On Thursday prosecutors searched Scaroni's home and offices in a widening probe centring on eight contracts worth $11 billion won by Saipem, Europe's biggest oil services group, in 2007-2009.
Scaroni acknowledged fleetingly meeting Farid Noureddine Bedjaoui, whom the search warrant says distributed 198 million euros ($265 million) of bribes to win the contracts, and prosecutors have not accused the CEO of any wrongdoing.
According to the Milan prosecutors, bribes to win contracts assigned by Algeria's state-owned energy giant Sonatrach were paid by companies of the Saipem group to a company called Pearl Partners Limited, based in Hong Kong, of which Bedjaoui, a French national born in Algeria, was a beneficiary.
The prosecutors said Scaroni, together with Eni North Africa chief Antonio Vella, had on one occasion met Bedjaoui and the former Algerian energy minister Chekib Khelil at a Paris hotel.
"The meeting was aimed at obtaining a further order ... to increase profitability at the Menzel Ledjemet Est (MLE) field," the search warrant said.
Scaroni, who pleaded guilty in the 1990s to bribery charges as part of the Tangentopoli scandal that brought down Italy's post-war political parties, could not be reached for comment, but said in Italian daily La Repubblica on Friday that he had met Bedjaoui only briefly.
"What fixer? The person mentioned in the prosecutors' document I met just once in my life and only for a few minutes," Scaroni was quoted as saying.
"He was introduced to me as the special secretary of the Algerian energy minister: he accompanied me, and I never saw him again."
Eni declined further comment on Friday, but said on Thursday that though Scaroni was being investigated, "Eni and its CEO declare themselves totally unrelated to the object of the investigation".
Khelil could not immediately be reached for comment.
In December former long-standing Saipem CEO Pietro Franco Tali and Eni CFO Alessandro Bernini resigned after Milan prosecutors opened an investigation into alleged corruption in Algeria.

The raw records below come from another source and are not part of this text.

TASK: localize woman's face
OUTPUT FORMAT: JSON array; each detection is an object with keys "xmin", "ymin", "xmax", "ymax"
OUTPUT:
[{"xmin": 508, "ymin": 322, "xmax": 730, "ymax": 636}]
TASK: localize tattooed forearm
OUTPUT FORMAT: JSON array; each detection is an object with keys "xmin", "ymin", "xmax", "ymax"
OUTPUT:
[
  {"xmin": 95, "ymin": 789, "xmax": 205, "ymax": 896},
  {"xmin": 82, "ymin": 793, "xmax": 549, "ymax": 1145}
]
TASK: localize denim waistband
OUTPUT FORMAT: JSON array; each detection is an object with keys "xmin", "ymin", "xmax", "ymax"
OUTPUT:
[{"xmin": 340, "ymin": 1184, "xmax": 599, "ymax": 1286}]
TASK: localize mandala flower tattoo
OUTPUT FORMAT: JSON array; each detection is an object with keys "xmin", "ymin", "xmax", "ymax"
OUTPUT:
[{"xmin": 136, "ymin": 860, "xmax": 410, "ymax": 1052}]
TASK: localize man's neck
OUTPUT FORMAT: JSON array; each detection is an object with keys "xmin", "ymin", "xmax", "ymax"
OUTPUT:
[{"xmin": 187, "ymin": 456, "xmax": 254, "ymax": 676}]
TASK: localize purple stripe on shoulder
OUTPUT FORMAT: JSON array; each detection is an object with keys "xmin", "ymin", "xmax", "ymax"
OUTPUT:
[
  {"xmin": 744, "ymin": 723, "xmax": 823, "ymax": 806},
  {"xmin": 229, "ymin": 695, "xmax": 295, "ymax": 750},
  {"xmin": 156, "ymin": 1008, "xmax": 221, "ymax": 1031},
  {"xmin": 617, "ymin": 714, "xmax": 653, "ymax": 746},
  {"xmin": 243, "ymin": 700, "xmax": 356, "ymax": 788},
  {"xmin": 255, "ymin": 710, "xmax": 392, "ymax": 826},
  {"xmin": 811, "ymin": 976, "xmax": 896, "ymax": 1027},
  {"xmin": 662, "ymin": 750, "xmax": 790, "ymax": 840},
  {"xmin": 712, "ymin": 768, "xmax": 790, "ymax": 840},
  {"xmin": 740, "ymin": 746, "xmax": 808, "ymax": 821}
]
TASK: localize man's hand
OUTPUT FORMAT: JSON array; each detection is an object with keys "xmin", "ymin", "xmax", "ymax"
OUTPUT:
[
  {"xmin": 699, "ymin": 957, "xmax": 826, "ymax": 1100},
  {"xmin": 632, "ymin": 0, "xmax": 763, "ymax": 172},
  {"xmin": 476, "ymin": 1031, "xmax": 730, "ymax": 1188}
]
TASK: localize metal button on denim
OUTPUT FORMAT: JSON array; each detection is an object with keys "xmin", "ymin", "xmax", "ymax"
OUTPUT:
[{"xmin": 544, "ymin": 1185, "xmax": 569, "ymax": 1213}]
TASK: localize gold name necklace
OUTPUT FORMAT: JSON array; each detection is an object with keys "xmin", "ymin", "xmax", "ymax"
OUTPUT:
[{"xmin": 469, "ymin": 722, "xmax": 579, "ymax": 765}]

Saipem said then that Tali had not been targeted by the probe but resigned to allow the group to better respond to the investigations. Eni said at the time, "While Alessandro Bernini considers that his actions were right and proper it is his view that Eni's interests are better served by his resignation".

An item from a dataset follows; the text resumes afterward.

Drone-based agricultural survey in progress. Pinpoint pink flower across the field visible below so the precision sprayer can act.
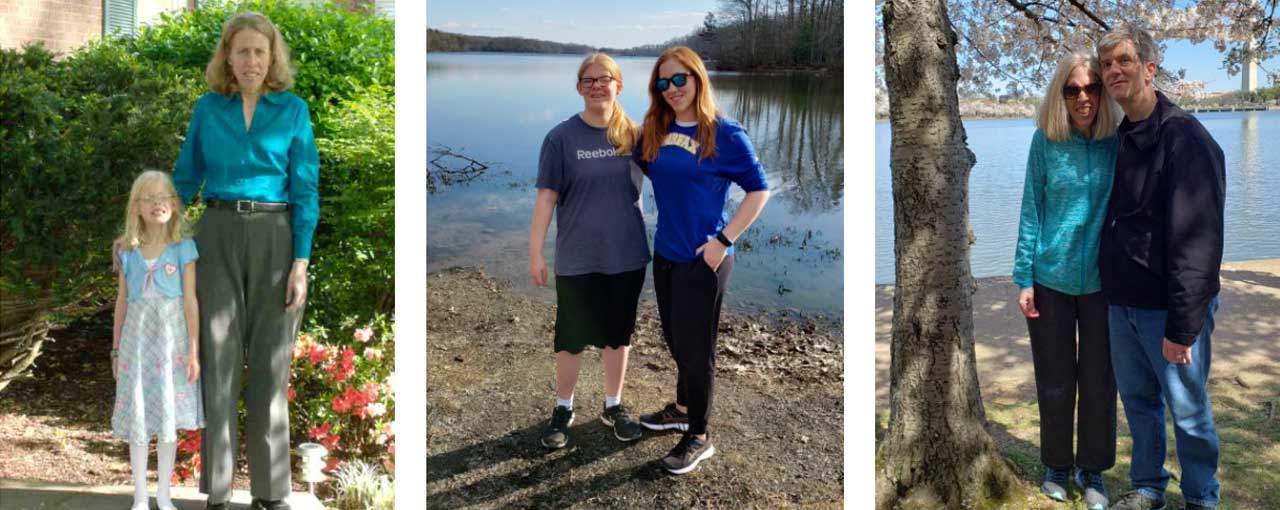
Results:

Eni shares fell 4.6 percent on Thursday, though they were up about 0.5 percent on Friday.
Saipem offices and the offices of two other current and past senior executives were also searched.
Eni has operated in Algeria since 1981 and has considerable gas assets there that are crucial to Italy, which has little oil and gas production of its own and no nuclear power.
Eni owns 43 percent of Saipem and has said that by law it cannot have any say in its day-to-day business.
Bedjaoiu, a relative of a former Algerian foreign secretary, had numerous contacts with Sonatrach, the prosecutors said.
In the search warrant, prosecutors also said former Eni CFO Bernini and another Saipem executive maintained relations with Pearl Partners in Hong Kong. It was not immediately possible to reach Bernini for a comment, and Reuters was unable to find any contacts for Pear Partners.